# Shelby Supreme Bicycle from eBay



## detroitbike (Feb 15, 2014)

Well here's pix of the eBay bike......




.....


----------



## detroitbike (Feb 15, 2014)

*more pix*

Tank is super clean with only some minor surface rust,
  wheels look correct; are they?
  lens is intact and pedals which I removed for transport are Torrington '8's'


----------



## JAF/CO (Feb 15, 2014)

very nice and thanks for the extra pics


----------



## detroitbike (Feb 15, 2014)

*Battery tray*

Can someone tell me
 What am I missing in the battery compartment?
  Seat is quite nice ..


----------



## dougfisk (Feb 15, 2014)

detroitbike said:


> ...wheels look correct; are they?




Does the red stripe seem to match the red pins on the bike?  If so, I don't think anyone alive can tell you they are not...

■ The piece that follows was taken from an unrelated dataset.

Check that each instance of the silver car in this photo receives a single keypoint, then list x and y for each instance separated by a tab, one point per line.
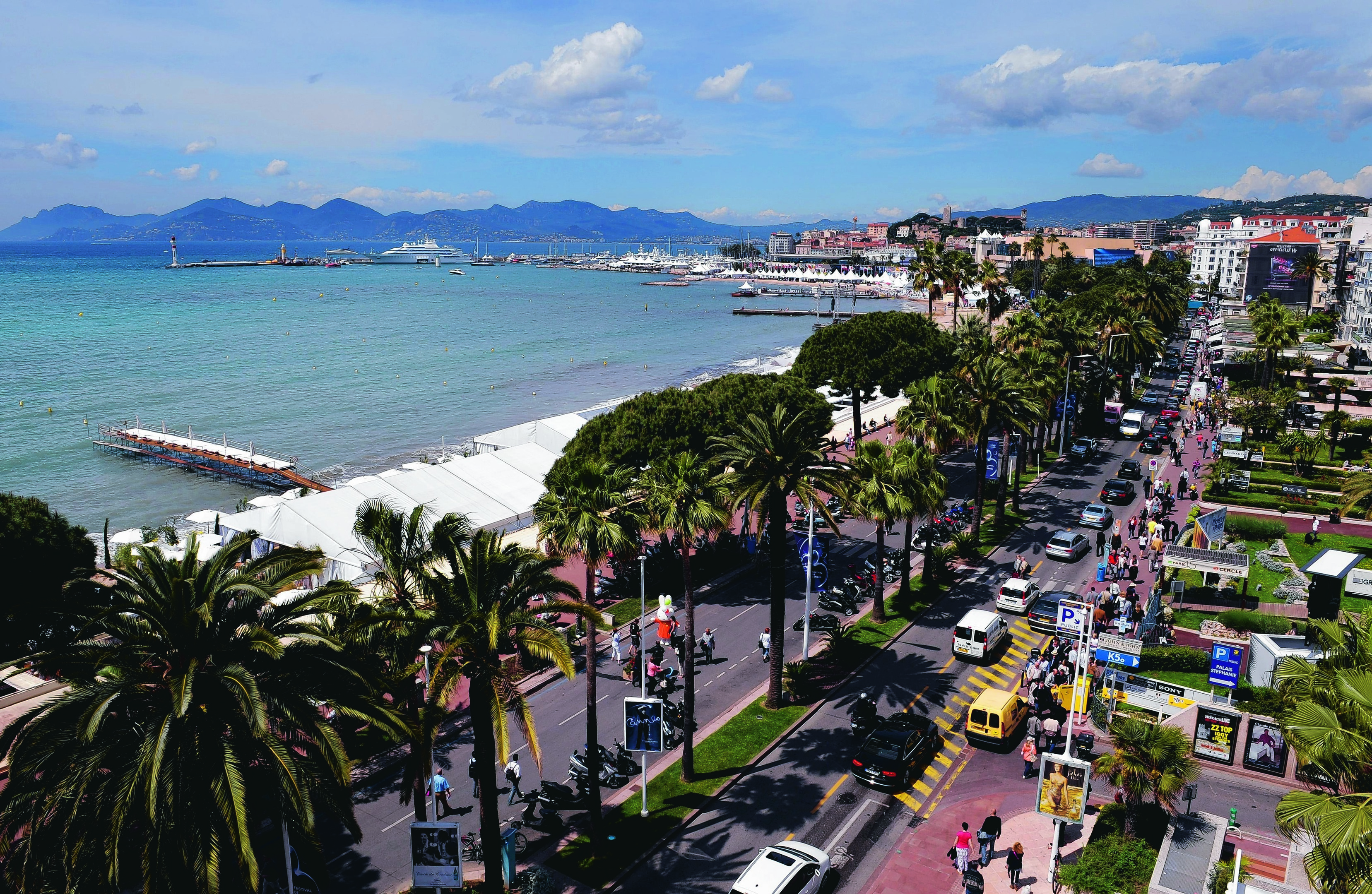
1097	516
1066	546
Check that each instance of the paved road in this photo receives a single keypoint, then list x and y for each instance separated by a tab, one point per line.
802	790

What does the front hub say on it, and what does the brake arm look like?


----------



## dougfisk (Feb 15, 2014)

detroitbike said:


> View attachment 137613




Nice survivor... I don't think I have seen that taillight setup before.


----------



## rollfaster (Feb 15, 2014)

*The infamous supreme*

Nice. Isn't that an evinrude hanging out back there?


----------



## 41rollfast (Feb 15, 2014)

*Wow*

Great bike. Thanks for sharing!!!


----------



## slick (Feb 15, 2014)

You got an incredible deal on that bike! I figured it would go for $2800. I was damn close. I believe every inch of that bike is correct in originality except the taillight that does boggle me a bit. I would love to see how it's mounted on the underside of the rack please. Other than that, all i can say is....i'm jealous. Great bike and i'm glad a Caber got it. I bet that paint would polish up very nicely and some wax afterwards and that bike would look killer!!!


----------



## COB (Feb 16, 2014)

Congratulations! Killer bike! Thanks for posting the pictures. It looks way better than it did in the ebay photos. Did you get any more of the story on the bike?


----------



## detroitbike (Feb 16, 2014)

*Story on the find*

The bike was at an estate sale in the sticks of Ohio. Was for sale for 2 days for 150
 and there were no takers. Fellow offered 125.00 and bought it. He had it for 1 year with hopes of doing a 
 Resto on it but luckily didn't do anything to it. They would have stopped the auction if some one had offered
 2-250 for it But were suspicious when someone offered 350.00.  I told them to let it ride and they did.
  she had gotten offers up to 3000 AND a 'name your price offer'.
   The 'will not ship' helped to keep the price down.


----------



## Oldnut (Feb 16, 2014)

*Shelby*

Glad you got the bike,untouched  it makes the bike what it is iconic.can't wait to see it cleaned up


----------



## kccomet (Feb 16, 2014)

great back story on the bike offered for 150 at an estate sale no takers. i thought 2800 too, mainly because of no shipping, that had to narrow the bidding down quite a bit. great bike glad you got it, even more so that the so called restoration never happened


----------



## poolboy1 (Feb 17, 2014)

detroitbike said:


> Tank is super clean with only some minor surface rust,
> wheels look correct; are they?
> lens is intact and pedals which I removed for transport are Torrington '8's'
> View attachment 137601
> ...




Very cool!!! It goes to show the way they built bikes... What ever parts they had.. This a Hiawatha with Shelby fender badge with rear reflector fenders....Chris i sold you a set of fluted fenders like this.. It is not a deluxe of Shelby or Hiawatha.


----------



## poolboy1 (Feb 17, 2014)

My bad!!! This is a Shelby with Hiawatha tank sprocket rack...


----------



## bricycle (Feb 17, 2014)

57 spitfire said:


> Nice. Isn't that an evinrude hanging out back there?




yes it is.


----------



## bricycle (Feb 17, 2014)

I guess I am missing something.... what did you pay for it??? pm if you wish, or not... Cool bike!!!!!!!!!!


----------



## BB Rider (Feb 17, 2014)

*Should clean up very nicely......*

Please post pics when you've refurbished this old survivor. Love to see those before and after photos!


----------



## John (Feb 17, 2014)

Great bike at a great price!


----------



## redline1968 (Feb 17, 2014)

bricycle said:


> I guess I am missing something.... what did you pay for it??? pm if you wish, or not... Cool bike!!!!!!!!!!



He payed 2900. U pick up only.


----------



## scrubbinrims (Feb 17, 2014)

Excellent call....I already have this bike and the financial timing was lousy, but I still strongly considered stepping up for this.
As to your question about the rims, I question them being original to the bike, just not the prewar Shelby thing to do, especially for a boys bike...but it is late prewar and unconventional, so...
My opinion is that the wheeleset is from a Huffman as the white has a distinct greyish tint and the hubs are ND and not Mussellman (behind door number 2 would be from an Elgin if so in this color combo).
Chris


----------



## John (Feb 17, 2014)

Is that a war tire on the front with a V?


----------